Wyrzuty z powodu „zbyt wczesnego” odbierania dziecka formułują także uczniowie, którzy po lekcjach czas spędzają na szkolnej świetlicy. W jedne dni nudzą się przeokrutnie, czas im się dłuży więc z niecierpliwością czekają, aż rodzic przyjdzie. Innym razem jednak są w trakcie dobrej zabawy i mają pretensje, że odbierani są właśnie teraz.
- O nie, już przyszłaś?!
- Nie idę, zostaję!
- Zepsułaś mi najlepszą zabawę!
- Dlaczego zawsze przychodzisz za wcześnie?
To przykłady zdań, jakimi wita cię twoja pociecha.

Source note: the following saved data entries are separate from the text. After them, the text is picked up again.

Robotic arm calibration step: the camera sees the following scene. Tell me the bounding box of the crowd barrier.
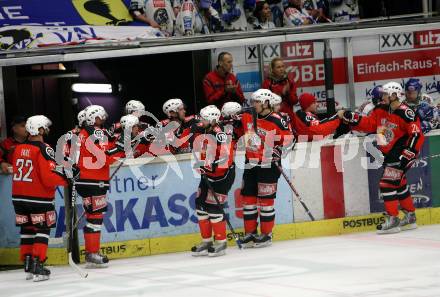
[0,131,440,265]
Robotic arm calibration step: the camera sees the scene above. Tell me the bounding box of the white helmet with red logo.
[200,105,221,123]
[25,115,52,136]
[222,102,241,117]
[162,98,183,117]
[251,89,273,104]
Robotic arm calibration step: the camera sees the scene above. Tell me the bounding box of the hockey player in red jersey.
[0,116,29,174]
[12,115,79,281]
[108,100,145,139]
[76,105,114,267]
[63,107,87,157]
[157,98,196,155]
[106,114,150,159]
[292,93,341,141]
[191,105,235,257]
[241,89,294,247]
[338,82,424,234]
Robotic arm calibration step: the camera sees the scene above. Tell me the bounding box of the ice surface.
[0,225,440,297]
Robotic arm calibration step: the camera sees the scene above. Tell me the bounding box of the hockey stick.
[418,154,440,160]
[201,174,243,250]
[276,164,315,221]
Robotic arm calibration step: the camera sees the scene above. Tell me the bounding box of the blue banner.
[0,0,145,26]
[368,137,432,213]
[0,156,293,247]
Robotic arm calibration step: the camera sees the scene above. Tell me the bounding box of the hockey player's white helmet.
[200,105,221,123]
[86,105,108,126]
[420,94,435,106]
[270,93,283,106]
[119,114,139,129]
[77,107,87,126]
[222,102,241,117]
[125,100,145,114]
[382,81,405,101]
[162,98,183,117]
[251,89,273,104]
[26,115,52,136]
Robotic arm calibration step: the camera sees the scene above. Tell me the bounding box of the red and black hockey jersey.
[190,123,235,178]
[353,103,424,154]
[12,141,67,201]
[241,112,294,163]
[0,137,21,164]
[293,110,341,141]
[154,116,197,155]
[77,126,115,181]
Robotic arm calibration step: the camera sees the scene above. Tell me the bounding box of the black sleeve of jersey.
[128,0,144,14]
[296,110,315,127]
[38,142,55,162]
[319,114,339,124]
[395,107,416,123]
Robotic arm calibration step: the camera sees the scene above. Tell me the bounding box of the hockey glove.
[399,149,416,170]
[72,164,81,180]
[272,146,283,163]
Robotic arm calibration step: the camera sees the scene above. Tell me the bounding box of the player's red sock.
[20,227,35,261]
[400,196,416,212]
[243,196,258,233]
[84,213,104,254]
[84,232,101,254]
[384,200,399,217]
[211,220,226,241]
[20,244,33,262]
[199,220,212,240]
[259,199,275,234]
[32,243,47,262]
[32,229,50,262]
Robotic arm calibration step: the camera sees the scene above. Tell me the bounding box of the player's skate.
[255,233,272,248]
[377,214,400,234]
[240,232,258,249]
[32,257,50,282]
[24,255,34,280]
[208,241,227,257]
[400,210,417,231]
[191,241,212,257]
[86,253,108,268]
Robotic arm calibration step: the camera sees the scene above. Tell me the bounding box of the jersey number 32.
[13,159,34,182]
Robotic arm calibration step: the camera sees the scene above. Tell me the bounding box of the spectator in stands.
[252,1,275,30]
[284,0,319,27]
[263,58,298,119]
[326,0,359,22]
[195,0,224,34]
[203,52,244,108]
[0,116,29,174]
[213,0,249,31]
[129,0,176,36]
[304,0,332,23]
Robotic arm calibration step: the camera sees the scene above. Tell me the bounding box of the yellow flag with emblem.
[72,0,133,26]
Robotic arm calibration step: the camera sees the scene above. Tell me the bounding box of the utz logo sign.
[245,44,280,64]
[414,30,440,48]
[379,32,414,52]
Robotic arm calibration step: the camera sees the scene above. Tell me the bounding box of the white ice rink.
[0,225,440,297]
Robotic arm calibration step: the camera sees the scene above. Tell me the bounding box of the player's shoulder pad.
[39,142,55,161]
[296,110,319,126]
[191,122,205,134]
[395,103,416,123]
[266,112,289,130]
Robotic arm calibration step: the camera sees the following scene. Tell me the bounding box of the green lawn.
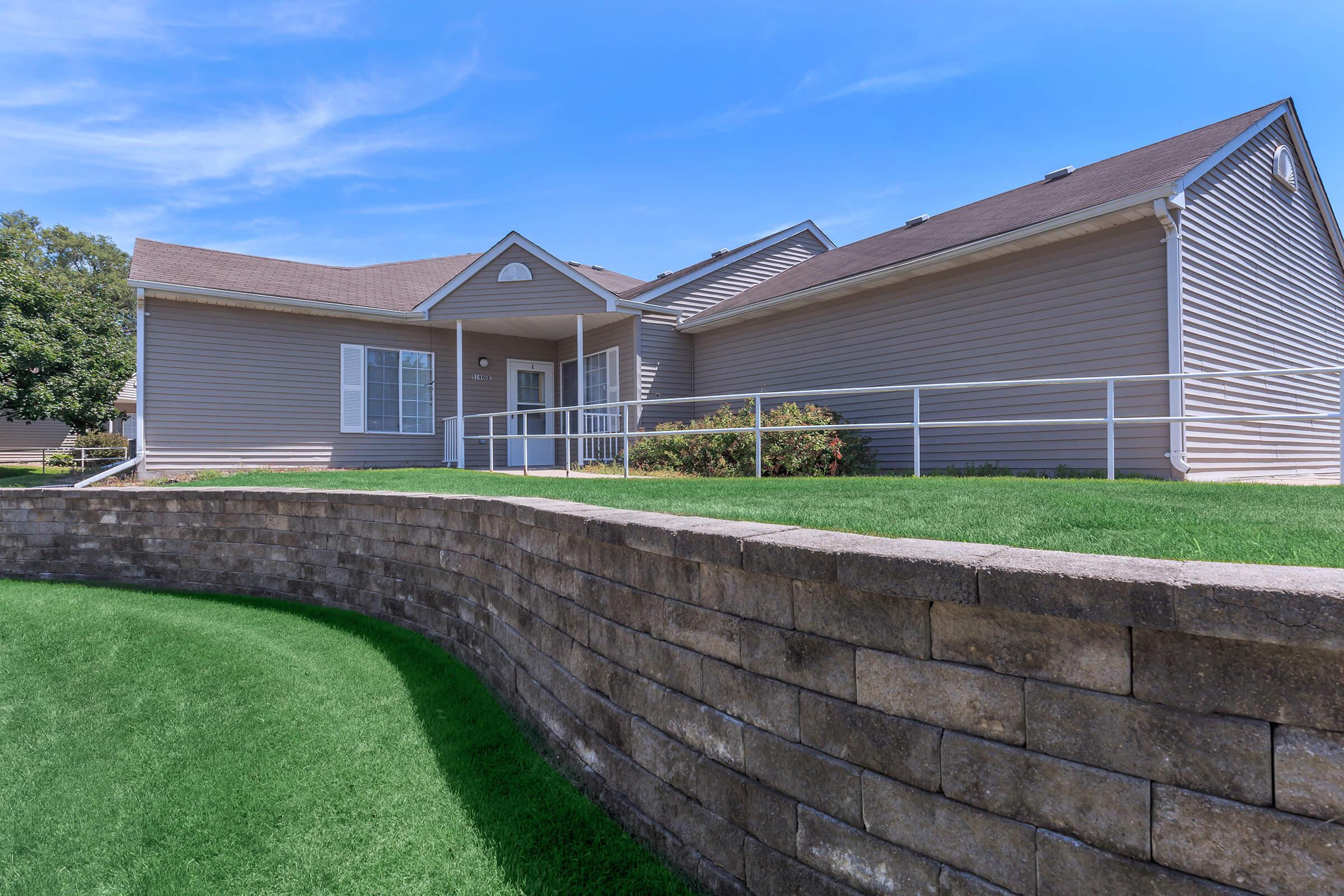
[0,464,82,489]
[0,580,688,896]
[168,469,1344,567]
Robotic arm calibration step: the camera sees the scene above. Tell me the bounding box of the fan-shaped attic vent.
[1274,146,1297,189]
[500,262,532,283]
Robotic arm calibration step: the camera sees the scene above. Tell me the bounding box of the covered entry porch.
[441,312,638,470]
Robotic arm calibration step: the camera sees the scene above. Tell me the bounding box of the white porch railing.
[579,408,621,464]
[445,367,1344,484]
[0,445,127,473]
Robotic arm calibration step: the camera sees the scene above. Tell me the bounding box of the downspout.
[72,286,145,489]
[1153,192,1189,477]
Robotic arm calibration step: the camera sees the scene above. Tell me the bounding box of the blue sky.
[0,0,1344,278]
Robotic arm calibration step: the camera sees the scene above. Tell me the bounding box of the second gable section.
[429,246,608,321]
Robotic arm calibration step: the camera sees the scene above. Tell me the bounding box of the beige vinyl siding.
[640,231,827,428]
[695,218,1170,475]
[429,246,606,321]
[141,297,555,472]
[640,312,695,430]
[1182,119,1344,478]
[555,317,638,404]
[0,419,75,464]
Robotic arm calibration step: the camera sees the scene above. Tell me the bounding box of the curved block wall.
[0,489,1344,896]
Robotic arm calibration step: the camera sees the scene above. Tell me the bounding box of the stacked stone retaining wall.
[0,489,1344,896]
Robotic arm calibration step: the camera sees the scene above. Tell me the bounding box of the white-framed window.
[340,344,434,435]
[498,262,532,283]
[561,348,621,432]
[1274,146,1297,191]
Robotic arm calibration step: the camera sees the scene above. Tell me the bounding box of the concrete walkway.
[484,466,634,479]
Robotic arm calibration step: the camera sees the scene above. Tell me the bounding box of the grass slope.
[173,469,1344,567]
[0,580,688,896]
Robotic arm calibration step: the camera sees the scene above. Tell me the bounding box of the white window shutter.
[606,348,621,414]
[340,343,364,432]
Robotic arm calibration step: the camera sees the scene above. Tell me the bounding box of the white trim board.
[622,220,836,304]
[416,230,619,317]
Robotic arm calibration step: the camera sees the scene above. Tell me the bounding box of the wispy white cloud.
[644,102,783,139]
[0,55,481,189]
[800,66,969,102]
[0,81,95,109]
[0,0,352,58]
[355,199,489,215]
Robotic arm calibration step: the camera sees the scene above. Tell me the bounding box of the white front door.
[508,358,555,466]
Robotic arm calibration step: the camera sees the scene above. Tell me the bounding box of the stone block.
[742,529,864,582]
[1036,828,1250,896]
[1135,629,1344,731]
[1027,681,1273,805]
[1274,725,1344,819]
[1176,562,1344,650]
[636,685,745,768]
[687,757,757,828]
[742,622,855,700]
[837,539,1004,603]
[743,728,863,825]
[855,649,1025,744]
[700,564,793,629]
[652,600,742,662]
[942,731,1150,858]
[863,771,1036,893]
[800,690,942,790]
[631,718,698,795]
[746,839,857,896]
[799,806,941,896]
[793,582,928,660]
[978,548,1182,629]
[1153,785,1344,896]
[930,603,1129,693]
[637,634,703,700]
[676,517,793,568]
[743,782,799,856]
[938,865,1016,896]
[703,660,799,740]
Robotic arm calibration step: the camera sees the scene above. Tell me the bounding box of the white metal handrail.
[447,367,1344,484]
[0,445,128,473]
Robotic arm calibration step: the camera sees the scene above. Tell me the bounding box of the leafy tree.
[0,240,136,432]
[0,208,136,322]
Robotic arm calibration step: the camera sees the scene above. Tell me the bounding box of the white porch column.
[566,314,586,466]
[457,321,466,470]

Takie trudne sytuacje niełatwo przewidzieć, bo to, czy dziecko spędza czas dobrze, czy marzy o powrocie do domu zmienia się jak w kalejdoskopie. Nie masz większego wpływu na to, w jakim momencie pojawisz się w placówce. By jednak obie strony nie miały do siebie pretensji o to, jak wygląda to powitanie, warto znać wskazówki, dzięki którym może być ono choć odrobinę lepsze.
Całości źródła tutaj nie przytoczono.